It’s unlikely that so many cultural and artistic factors will again combine so flawlessly in one place and time as happened in 1970s Hollywood. For nostalgic, cranky critics (and I count myself among them), this is a fact of great consternation. This yearning for the ’70s is an unproductive, rose-hued exercise that clouds my appraisal of the many talented auteurs around today, but I am powerless to stop it. (Of course, America’s current prize crop of auteurs – Tarantino, Spike Lee, Jarmusch, the Coen brothers – were weaned on ’70s cinema and are frequently as backwards-glancing as myself.) I’m just as likely to over-appreciate the charms of ’70s films (and filmmakers) that haven’t aged well, in a kind of nostalgic misremembering. Did we really once consider Bob and Carol and Ted and Alice (Paul Mazursky, 1969) groundbreaking for its frank depiction of changing sexual mores? Is The Exorcist (William Friedkin, 1973) really all that incendiary or is it just a run-of-the-mill (albeit affective) schlock-horror flick dressed up by a pretentious director and the casting of a certain highbrow Swedish thespian? And when was the last time you actually managed to get through a full viewing of Easy Rider (Dennis Hopper, 1969) at least without wanting to muzzle Dennis Hopper five minutes in? Or Alice’s Restaurant (Arthur Penn, 1969) for that matter, or Rafelson’s interminable retelling of The Postman Always Rings Twice (Bob Rafelson, 1981)?
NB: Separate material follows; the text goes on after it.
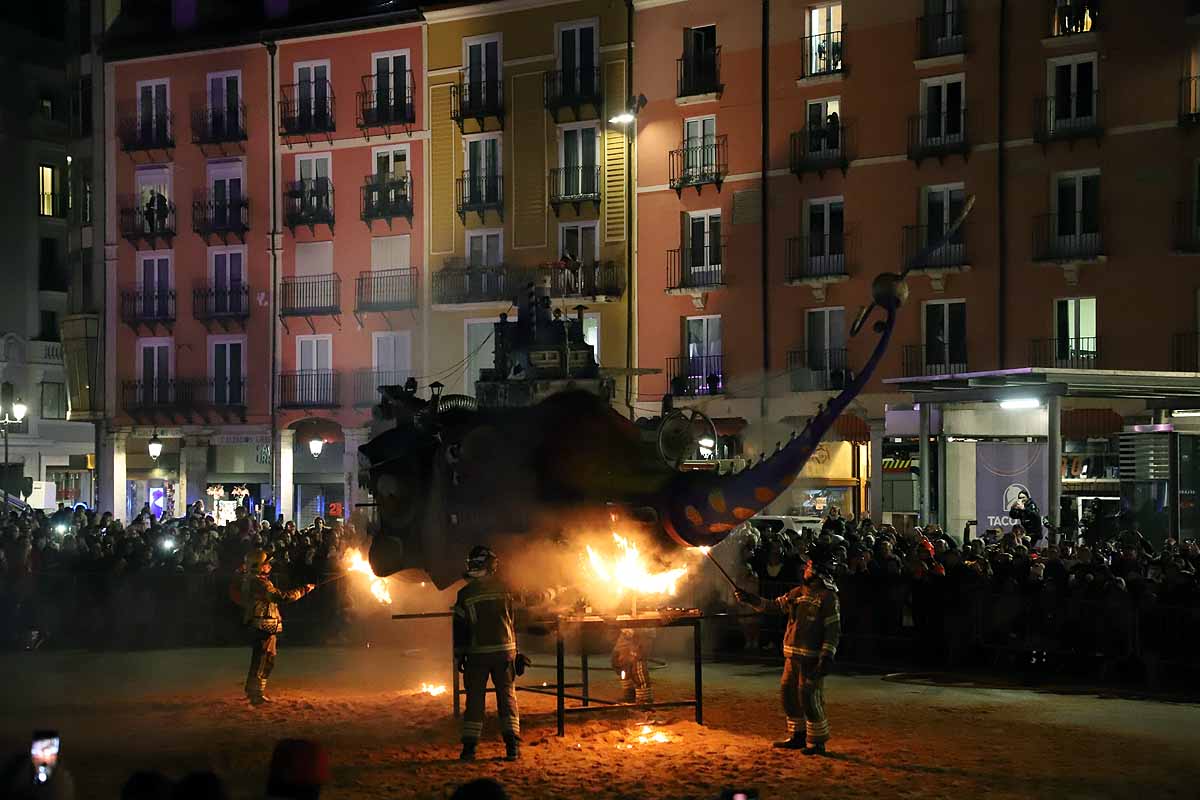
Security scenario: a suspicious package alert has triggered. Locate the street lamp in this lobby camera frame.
[0,397,29,515]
Formerly the author of The Euro-American Cinema and a study of Claude Lelouch, Lev has compiled a solid yet accessible retrospective gaze on the era. Though he is obviously a lover and connoisseur of the American New Wave, Peter Lev admirably keeps American Films of the 70s: Conflicting Visions free of sentimentalizing. He rightly applauds the stylistic innovations of Roger Corman-style exploitation films, for example, but without overlooking their often blatant disregard for cohesive narratives. He questions the motivations of the blaxploitation cycle (typically made by white producers and intended for white audiences) and probes the reason why, in this decade of Women’s Lib, not a single feminist filmmaker or feminist film of significant note (with the possible exception of Jane Fonda’s consciousness-raising characterizations in several ’70s films) emerged.
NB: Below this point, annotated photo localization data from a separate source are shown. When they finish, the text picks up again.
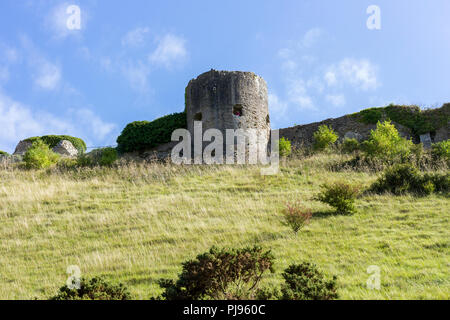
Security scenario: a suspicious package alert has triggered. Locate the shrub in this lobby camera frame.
[313,125,338,151]
[56,157,78,169]
[317,182,359,214]
[370,164,450,195]
[361,121,413,162]
[278,137,292,157]
[25,135,86,154]
[158,246,274,300]
[431,139,450,162]
[341,138,359,153]
[23,140,59,169]
[117,112,186,153]
[281,262,338,300]
[283,202,312,233]
[50,277,131,300]
[99,148,117,166]
[352,103,450,138]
Lev is also fair to films that have been loudly dismissed by liberal critics outraged by what has been construed as rampant conservatism like Patton (Franklin J. Schaffner, 1970) and Dirty Harry (Don Siegel, 1971). Not that those critics were wrong, but Lev’s even-keeled approach gives the films the objective look they deserve. In the case of Jaws (Steven Spielberg, 1975), Lev refers to the not unfounded accusations that Spielberg’s film is most directly responsible for Hollywood’s downfall (opening the floodgates as it did for the high-concept blockbuster and opening weekend mania that currently rules the cineplex) but reminds us that no one film can carry such a burden and that Jaws remains an extremely well-executed film. And while he’s at it, Lev performs the highly appreciated service of taking George Lucas down a notch by displaying the formulaic, deeply conservative underpinnings (not to mention Triumph of the Will overtones) of the Star Wars trilogy.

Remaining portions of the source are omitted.